Roza Otunbayeva, Représentante spéciale du Secrétaire général de l'ONU en Afghanistan, et cheffe de la Mission d'Assistance des Nations Unies dans ce pays
UN News
Roza Otunbayeva, Représentante spéciale du Secrétaire général de l'ONU en Afghanistan, et cheffe de la Mission d'Assistance des Nations Unies dans ce pays

Des millions d’Afghans souffrent de toxicomanie

Selon Roza Otunbayeva, sur les quelque 40 millions d'habitants de l'Afghanistan, entre cinq et huit millions, dont un million de femmes et d'enfants, souffrent de toxicomanie. 

« De nombreuses femmes deviennent narco dépendantes en travaillant au tissage des tapis. C'est un emploi très monotone et fastidieux, et pour ne pas s'endormir, pour rester à l’ouvrage, beaucoup d’entre elles ont recours à la drogue », a-t-elle expliqué.

Les hommes utilisent également l'opium comme stimulant « afin que le corps puisse supporter de longues journées de travail. Et c'est ainsi qu'ils tombent progressivement dans la dépendance », a-t-elle ajouté.

« Un autre problème est le manque de médicaments, qui conduit beaucoup d’Afghans à recourir à des remèdes traditionnels, dont l'opium encore. Il est utilisé contre la douleur, pour tout ce que vous voulez ».

Financement insuffisant

La cheffe de la mission d’assistance de l’ONU visite régulièrement des cliniques où les enfants souffrant de malnutrition sont soignés, où des prothèses artisanales sont fabriquées pour les amputés et des Afghans toxicomanes tentent de se désintoxiquer. « Nous sommes cernés par une pauvreté insoluble », a-t-elle confié. « Et il n'y a pas assez d'argent pour assurer une aide adéquate ».

Le manque de financement, selon la Représentante spéciale, est la conséquence des actes du gouvernement actuel, qui tente d'effacer complètement les femmes afghanes.

Cinquante normes et décrets ont été adoptés qui interdisent aux filles d'étudier après la sixième année ainsi qu’à l’université.
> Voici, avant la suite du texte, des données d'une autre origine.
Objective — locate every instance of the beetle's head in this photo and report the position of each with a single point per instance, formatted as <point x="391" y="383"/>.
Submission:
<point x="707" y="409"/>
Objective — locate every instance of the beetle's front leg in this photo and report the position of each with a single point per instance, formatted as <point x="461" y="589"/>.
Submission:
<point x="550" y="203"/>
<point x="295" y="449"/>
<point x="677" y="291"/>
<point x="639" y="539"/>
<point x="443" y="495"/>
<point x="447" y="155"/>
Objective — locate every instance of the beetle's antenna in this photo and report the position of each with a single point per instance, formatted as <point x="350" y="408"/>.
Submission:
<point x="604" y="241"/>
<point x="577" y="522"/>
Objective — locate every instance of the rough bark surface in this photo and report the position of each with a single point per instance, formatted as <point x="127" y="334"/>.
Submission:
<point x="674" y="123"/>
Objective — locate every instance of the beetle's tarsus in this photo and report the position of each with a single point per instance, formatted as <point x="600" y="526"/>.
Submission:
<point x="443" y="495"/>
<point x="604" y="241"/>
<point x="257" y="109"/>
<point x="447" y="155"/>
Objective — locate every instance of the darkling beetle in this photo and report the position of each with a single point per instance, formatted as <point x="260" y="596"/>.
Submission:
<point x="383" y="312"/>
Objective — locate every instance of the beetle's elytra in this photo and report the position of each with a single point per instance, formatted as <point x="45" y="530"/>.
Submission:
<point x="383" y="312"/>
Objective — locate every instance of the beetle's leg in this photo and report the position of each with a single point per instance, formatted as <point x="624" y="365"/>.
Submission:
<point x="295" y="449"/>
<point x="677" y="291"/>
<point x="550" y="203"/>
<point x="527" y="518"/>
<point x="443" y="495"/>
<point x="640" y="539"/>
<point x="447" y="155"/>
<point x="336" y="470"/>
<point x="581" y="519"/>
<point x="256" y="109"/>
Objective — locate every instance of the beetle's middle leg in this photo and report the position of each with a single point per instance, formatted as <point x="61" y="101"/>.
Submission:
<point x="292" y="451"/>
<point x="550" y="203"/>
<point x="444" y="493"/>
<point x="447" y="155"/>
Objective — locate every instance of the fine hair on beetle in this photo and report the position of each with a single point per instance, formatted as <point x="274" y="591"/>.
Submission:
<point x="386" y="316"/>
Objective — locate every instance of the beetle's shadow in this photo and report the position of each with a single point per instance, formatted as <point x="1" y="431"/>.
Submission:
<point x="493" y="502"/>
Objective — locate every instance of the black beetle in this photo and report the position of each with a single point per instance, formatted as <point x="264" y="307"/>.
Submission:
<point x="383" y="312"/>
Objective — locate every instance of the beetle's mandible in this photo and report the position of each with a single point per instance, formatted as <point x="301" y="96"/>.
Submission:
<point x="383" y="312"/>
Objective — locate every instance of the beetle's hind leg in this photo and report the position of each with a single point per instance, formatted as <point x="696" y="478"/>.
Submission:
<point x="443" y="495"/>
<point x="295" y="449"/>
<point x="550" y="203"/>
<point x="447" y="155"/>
Les femmes ne sont pas autorisées à aller dans les parcs, aux gymnases, aux bains.

« Certaines m'ont dit que lorsqu’elles n’ont pas d'eau chaude à la maison, elles ne peuvent pas emmener leurs enfants au bain public - c'est aussi interdit maintenant », a-t-elle raconté. « C'est à cause de cette attitude envers les femmes que les donateurs – principalement les pays occidentaux – refusent de fournir leur aide ».

Dans le même temps, a ajouté la Représentante de l'ONU, les Talibans veulent que la communauté internationale les reconnaisse et lève les sanctions.

Les leçons du passé

« La communauté internationale a déjà fait l’expérience, et tiré les leçons de l'arrivée au pouvoir des Talibans, lorsque le pays a été laissé à leur discrétion avant de devenir un foyer de terrorisme », a-t-elle rappelé. « Et puis les attentats du 11 septembre 2001 ont eu lieu ».

« Aujourd'hui, bien sûr, nous continuons à dialoguer. Nous représentons la communauté internationale qui de son côté a présenté ses doléances », a-t-elle ajouté. « Mais en fin de compte, il nous faut trouver un point d’entente pour permettre à ce pays de se développer de manière normale. Cela signifie, tout d'abord, que les femmes doivent être autorisées à sortir de leur cachette ».

Toujours sur ses gardes

Roza Otunbayeva a également donné un aperçu de la vie du personnel des Nations Unies en Afghanistan, qui vit sous protection dans un complexe à la périphérie de la capitale, Kaboul.

« Il y a toujours une menace d’attentats terroristes », a-t-elle confié. L'année dernière, l'ambassade de Russie et un hôtel principalement utilisé par des ressortissants chinois ont explosé, tandis que l'ambassadeur pakistanais a failli être tué ».

« Les militants de Daech sont peut-être derrière ces attaques, et tentent ainsi de démontrer que les Talibans sont incapables de gouverner le pays. Donc, nous restons tous très prudents. Nous ne pouvons pas baisser notre garde une minute », a-t-elle dit.

« De plus, il n’y a pas le moindre divertissement », a-t-elle révélé.

« Savez-vous que les Talibans ont interdit la musique ? Il n'y a pas de concerts, rien. Aucune d'entre nous ne peut même aller simplement au magasin seule, par exemple. Sans musique ni alcool, notre vie est rude », dit-elle en souriant.